Last week, the government of Australia released an “Exposure Draft” of a bill that, if passed into law, would amend Australia’s Privacy Act to require notification to the government and affected individuals in the event of a data breach. Currently, although Australian law requires government agencies and businesses subject to the Privacy Act to take reasonable steps to protect personal information, it does not mandate notification following a data breach.  The proposed Australian law requires notification only in the event of a “serious data breach,” which is defined as unauthorized access to, or disclosure/loss of, personal and certain other information that results in a “real risk of serious harm” to any of the individuals to whom the information relates. 

Although many data breach notification statutes contain what is known as a “risk of harm” threshold, Australia’s proposed law contains a relatively high risk of harm threshold when compared to the data breach notification laws currently in effect in the United States and the European Union. For its part, the Australian government acknowledges the fact that it is proposing a comparatively high risk of harm threshold in its proposed law.  In the Discussion Paper that it circulated along with the Exposure Draft of the bill, the Australian Attorney-General’s Department stated that the proposed law has a “relatively higher notification threshold than schemes in many other jurisdictions” in order to “help avoid the risk of individuals experiencing ‘notification fatigue’ and . . . unnecessary administrative costs for business.”

However, the ramifications of such a high risk of harm threshold could be significant. It is the entity experiencing the data breach who, in the first instance, is responsible for making the determination as to whether or not the risk of harm threshold for notice has been met.  Thus, the decision to issue notice under the proposed Australian law could be viewed as an admission by the company that the data breach it experienced poses a “real risk of serious harm” to affected individuals.  Pair this with the Seventh Circuit’s decision earlier this year in Remijas v. Neiman Marcus, No. 14-3122 (7th Cir. July 20, 2015), and it is evident that a company (especially one with operations in both the U.S. and Australia) would have to think long and hard before determining that the risk of harm threshold under the Australian law, if passed in its current form, has been met.
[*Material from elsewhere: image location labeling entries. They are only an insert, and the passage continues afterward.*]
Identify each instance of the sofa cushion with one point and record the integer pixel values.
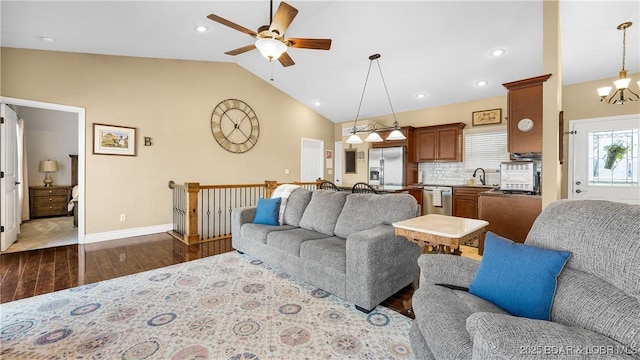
(251, 232)
(366, 211)
(296, 204)
(323, 210)
(602, 237)
(267, 211)
(442, 313)
(290, 241)
(330, 252)
(283, 191)
(585, 301)
(519, 278)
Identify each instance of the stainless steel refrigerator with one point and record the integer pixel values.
(386, 166)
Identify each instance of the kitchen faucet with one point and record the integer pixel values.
(482, 177)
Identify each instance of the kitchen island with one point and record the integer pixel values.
(414, 190)
(509, 215)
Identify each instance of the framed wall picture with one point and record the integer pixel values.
(114, 140)
(486, 117)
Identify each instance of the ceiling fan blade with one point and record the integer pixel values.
(232, 25)
(316, 44)
(241, 50)
(286, 60)
(283, 18)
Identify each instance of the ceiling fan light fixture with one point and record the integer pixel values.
(396, 135)
(201, 28)
(497, 52)
(373, 137)
(604, 91)
(623, 93)
(622, 83)
(354, 139)
(271, 48)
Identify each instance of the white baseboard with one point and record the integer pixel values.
(119, 234)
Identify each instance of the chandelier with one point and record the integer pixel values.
(622, 94)
(373, 129)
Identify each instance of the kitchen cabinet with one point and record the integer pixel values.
(49, 201)
(509, 215)
(411, 166)
(524, 119)
(465, 201)
(439, 143)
In Remijas, Neiman Marcus argued that the plaintiff lacked standing to sue over the data breach experienced by the company because the plaintiffs had not met the requirements for standing under the Supreme Court’s decision in Clapper v. Amnesty International, 133 S. Ct. 1138 (2013).  In Clapper, the Supreme Court held that, in order to establish standing in a lawsuit, a plaintiff must allege an injury in fact that is both redressible and was caused by the defendant’s conduct.  The Seventh Circuit rejected Neiman Marcus’ argument on standing, in part, because of the company’s decision to pay for credit-monitoring and identity theft protection services for the plaintiffs in the wake of the data breach.  The court stated Neiman Marcus’ decision to provide these remediation services was “telling” in that it was “unlikely” that the company offered to pay for these services because “the risk [of injury] is so ephemeral that it can safely be disregarded.”  In other words, the decision to offer remediation services was viewed by the court as an admission that an injury in fact was “certainly impending” under Clapper.

It is easy to imagine the effect on a company’s ability to contest the injury in fact and causation elements of standing in a data breach lawsuit, or even the cognizable injury element of a negligence claim, where the company has made a determination that there was a “real risk of serious harm” resulting from a data breach it experienced.  Standing is the first line of defense for any company sued over a data breach, and negligence is the most common claim asserted in such cases.  Of course, a company could argue in litigation that its decision to provide notice under the Australian law was made out of an abundance of caution or to avoid the consequences of someone determining, based on information that surfaces at a later date, that notice should have been issued.  In other words, the company would have to argue that it really did not determine that a real risk of serious harm existed.

Given this, one has to wonder exactly how many notifications will be made pursuant to the proposed Australian law. The litigation consequences of determining that a company has met the risk of harm threshold under the proposed Australian law may well serve as a serious disincentive for companies to provide notice under the law.  This would, in turn, undermine the overall purpose of the law, which as the Australian Attorney General’s Department acknowledged in its Discussion Paper, “is to allow individuals whose personal information has been compromised in a data breach to take remedial steps to avoid potential adverse consequences, such as financial loss or identity theft.”  Time will tell how well this goal will be served by the proposed Australian law, but, for a country that currently has no law requiring notification in the event of a data breach, the proposed law is a step in the right direction.